Treating stage 1 HER2-positive breast cancer typically starts with surgery followed by chemotherapy and Herceptin (trastuzumab), Dempsey explained. If needed, radiation may be added after chemo, and endocrine therapy is used in patients with HR-positive disease.

Patients with stage 2 or 3 HER2-positive breast cancer are initially treated with chemotherapy, Herceptin and Perjeta (pertuzumab), and then undergo surgery afterwards. Further treatment after surgery depends on how a patient responds to the therapies received before surgery, according to the presentation.

Dempsey noted HER2-positive breast cancer is a more aggressive type of breast cancer, and it requires chemotherapy for any tumor bigger than a half centimeter, or the size of a pencil eraser.

“We’re giving chemotherapy, and certainly some patients say, ‘My tumor is tiny. Do I really need chemotherapy?’ But when it comes to HER2-positive breast cancer, the answer is yes,” she explained. “We saw in the past, before we had really good treatments for HER2-positive breast cancer, outcomes were really not what we were wanting to see. We weren’t getting the cure rates that we were getting in other types of breast cancers.”

She added that giving more aggressive treatment to patients with early stage HER2-positive breast cancer allows cancer care teams to bring the outcomes to levels that are seen in other breast cancer subtypes.

Ongoing Research in HER2-Positive Breast Cancer

Much research has been done to determine how much treatment is needed to improve outcomes in early-stage HER2-positive breast cancer. Since these outcomes are achieved with more aggressive treatments, researchers are focusing on whether patients with stage 1 cancer, for example, are being overtreated.

“Right now, some of what we’re thinking about, particularly in stage 1 breast cancers that are only in the breast, the size of about a cranberry or smaller, … maybe we’re overtreating some of these patients,” Dempsey said. “We’re getting great outcomes, but we’re wondering, do you really need to lose your hair or have the risk of permanent neuropathy? Can we do less toxic treatment and still have the great outcomes that we’ve been seeing in recent years?”

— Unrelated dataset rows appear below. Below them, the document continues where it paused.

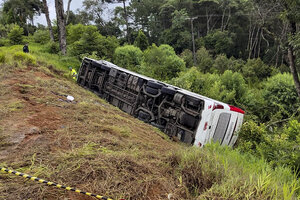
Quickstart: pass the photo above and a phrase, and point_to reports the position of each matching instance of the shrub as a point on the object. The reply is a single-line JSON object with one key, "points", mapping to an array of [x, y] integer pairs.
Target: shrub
{"points": [[75, 32], [161, 62], [219, 42], [281, 97], [41, 36], [141, 41], [232, 87], [129, 57], [222, 63], [187, 56], [4, 42], [91, 41], [2, 57], [25, 58], [196, 81], [204, 60], [256, 70], [250, 136], [282, 148], [52, 47], [15, 36]]}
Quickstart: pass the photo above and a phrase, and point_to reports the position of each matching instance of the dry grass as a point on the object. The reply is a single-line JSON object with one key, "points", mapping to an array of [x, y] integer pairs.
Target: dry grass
{"points": [[94, 146]]}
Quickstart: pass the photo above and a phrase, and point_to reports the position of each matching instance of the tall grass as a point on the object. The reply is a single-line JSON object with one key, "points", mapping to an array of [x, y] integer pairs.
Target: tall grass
{"points": [[39, 53], [217, 172]]}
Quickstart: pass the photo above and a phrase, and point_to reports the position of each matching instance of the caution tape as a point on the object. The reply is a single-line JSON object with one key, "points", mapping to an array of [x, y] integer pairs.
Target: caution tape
{"points": [[51, 183]]}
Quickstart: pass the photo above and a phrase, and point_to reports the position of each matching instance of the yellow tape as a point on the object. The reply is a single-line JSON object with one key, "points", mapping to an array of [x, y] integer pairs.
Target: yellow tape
{"points": [[51, 183]]}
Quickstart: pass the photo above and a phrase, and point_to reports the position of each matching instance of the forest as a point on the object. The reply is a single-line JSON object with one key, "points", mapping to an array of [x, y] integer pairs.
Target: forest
{"points": [[242, 52]]}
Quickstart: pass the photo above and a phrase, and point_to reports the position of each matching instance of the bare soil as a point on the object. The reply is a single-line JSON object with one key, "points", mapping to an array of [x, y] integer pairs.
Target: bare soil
{"points": [[87, 144]]}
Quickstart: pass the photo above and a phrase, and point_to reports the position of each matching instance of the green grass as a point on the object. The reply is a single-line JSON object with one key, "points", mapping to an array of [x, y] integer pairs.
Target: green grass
{"points": [[39, 53], [217, 172], [103, 150]]}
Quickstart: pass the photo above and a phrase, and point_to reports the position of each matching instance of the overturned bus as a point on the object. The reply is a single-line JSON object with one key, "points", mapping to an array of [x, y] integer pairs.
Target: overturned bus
{"points": [[190, 117]]}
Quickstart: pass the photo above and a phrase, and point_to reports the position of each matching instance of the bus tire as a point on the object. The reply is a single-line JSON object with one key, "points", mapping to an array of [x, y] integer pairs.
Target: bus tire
{"points": [[169, 91], [105, 68], [144, 116], [151, 90], [187, 120], [154, 85]]}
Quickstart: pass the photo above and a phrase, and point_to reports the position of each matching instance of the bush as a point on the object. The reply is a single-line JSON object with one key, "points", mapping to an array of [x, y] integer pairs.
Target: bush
{"points": [[52, 47], [141, 41], [196, 81], [222, 63], [75, 32], [2, 57], [129, 57], [187, 56], [25, 58], [15, 36], [250, 136], [4, 42], [41, 36], [232, 87], [219, 42], [161, 62], [256, 70], [281, 97], [204, 60], [282, 148], [91, 41]]}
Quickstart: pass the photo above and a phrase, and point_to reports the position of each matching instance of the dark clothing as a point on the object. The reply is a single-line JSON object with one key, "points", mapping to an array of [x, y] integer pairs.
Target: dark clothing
{"points": [[25, 49]]}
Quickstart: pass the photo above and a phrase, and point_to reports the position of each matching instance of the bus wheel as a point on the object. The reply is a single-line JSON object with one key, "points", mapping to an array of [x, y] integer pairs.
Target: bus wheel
{"points": [[154, 85], [151, 90], [169, 91]]}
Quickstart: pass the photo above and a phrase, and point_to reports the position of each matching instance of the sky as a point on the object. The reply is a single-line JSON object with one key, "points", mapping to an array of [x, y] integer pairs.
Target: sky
{"points": [[75, 4]]}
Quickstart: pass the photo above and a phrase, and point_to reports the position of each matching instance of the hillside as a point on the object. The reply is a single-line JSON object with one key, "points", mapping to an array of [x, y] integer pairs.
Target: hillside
{"points": [[95, 147]]}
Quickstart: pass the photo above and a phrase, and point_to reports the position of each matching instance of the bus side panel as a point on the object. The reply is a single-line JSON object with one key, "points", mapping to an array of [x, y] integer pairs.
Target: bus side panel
{"points": [[174, 112]]}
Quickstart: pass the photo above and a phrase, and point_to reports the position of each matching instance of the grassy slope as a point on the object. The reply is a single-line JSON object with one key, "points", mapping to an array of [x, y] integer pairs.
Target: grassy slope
{"points": [[93, 146]]}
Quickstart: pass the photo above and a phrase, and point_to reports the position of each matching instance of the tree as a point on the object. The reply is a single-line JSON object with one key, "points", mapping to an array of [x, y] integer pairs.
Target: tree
{"points": [[46, 11], [68, 11], [129, 57], [21, 12], [292, 16], [59, 6], [141, 41], [161, 62], [16, 35]]}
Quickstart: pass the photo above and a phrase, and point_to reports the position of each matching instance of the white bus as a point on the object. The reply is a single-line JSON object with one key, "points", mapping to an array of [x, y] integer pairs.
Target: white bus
{"points": [[181, 114]]}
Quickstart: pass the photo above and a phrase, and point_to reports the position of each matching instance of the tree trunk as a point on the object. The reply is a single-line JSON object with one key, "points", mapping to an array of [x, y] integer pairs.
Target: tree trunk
{"points": [[48, 20], [59, 6], [68, 11], [126, 20], [292, 59]]}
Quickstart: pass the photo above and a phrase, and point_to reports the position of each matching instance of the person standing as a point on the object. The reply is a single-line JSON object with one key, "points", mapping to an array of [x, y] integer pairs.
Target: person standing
{"points": [[25, 48], [72, 73]]}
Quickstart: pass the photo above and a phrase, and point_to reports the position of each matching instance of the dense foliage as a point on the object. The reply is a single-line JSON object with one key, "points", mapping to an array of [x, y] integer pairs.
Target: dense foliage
{"points": [[241, 55]]}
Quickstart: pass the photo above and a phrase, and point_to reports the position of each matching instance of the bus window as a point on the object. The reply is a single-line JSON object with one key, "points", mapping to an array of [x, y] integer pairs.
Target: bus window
{"points": [[221, 128]]}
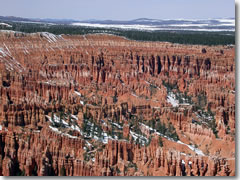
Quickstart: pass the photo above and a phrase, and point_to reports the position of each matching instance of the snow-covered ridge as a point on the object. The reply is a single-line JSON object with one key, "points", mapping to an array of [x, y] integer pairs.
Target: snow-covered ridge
{"points": [[154, 24], [5, 24], [50, 37]]}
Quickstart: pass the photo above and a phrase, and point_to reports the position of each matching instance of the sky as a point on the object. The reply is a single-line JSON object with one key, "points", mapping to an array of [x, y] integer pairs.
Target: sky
{"points": [[118, 9]]}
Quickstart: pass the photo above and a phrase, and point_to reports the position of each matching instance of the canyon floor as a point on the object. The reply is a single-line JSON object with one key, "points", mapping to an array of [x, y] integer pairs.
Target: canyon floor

One trial that is being conducted at Dempsey’s institution aims to determine whether less treatment can result in similar outcomes in patients with early-stage HER2-positive breast cancer.

“Doing less basically means that instead of receiving a strong chemotherapy that would cause a patient with stage 1 HER2-positive breast cancer to lose (their) hair, we are giving a medication called Kadcyla (ado-trastuzumab emtansine), that is like a smart bomb,” Dempsey said. “It’s a HER2-directed therapy, so it's bringing chemotherapy only to HER2-positive cells.

Patients randomly assigned treatment with Kadcyla will be compared with patients assigned to receive a standard chemotherapy regimen to see which group has a better side effect profile and outcomes.

Advice for Patients With Early-Stage Breast Cancer

Dempsey highlighted the importance of working with a multidisciplinary team when receiving care for early-stage HER2-positive breast cancer. This includes a surgeon, a medical oncologist, a radiation oncologist, if needed, and a nurse navigator or social worker.

“Nobody cures early-stage breast cancer by themselves, and we all really need a team,” she said. “So make sure that your team is communicating regularly. They're discussing your case, everybody is really working together. This is vital to getting the excellent outcomes that that we've been seeing in recent years in HER2-positive breast cancer.”

She also urged patients to undergo HER2 testing to determine their status.

“Knowing what is HER2 and whether or not you are HER2-positive is important because it will really change your treatment,” Dempsey said. “Ask your oncologist what testing has been done to determine HER2 status, and what does HER2 mean. Then from there, we really are able to create a very personalized treatment plan for you based on stage, HER2 status, hormone status and personal preferences.”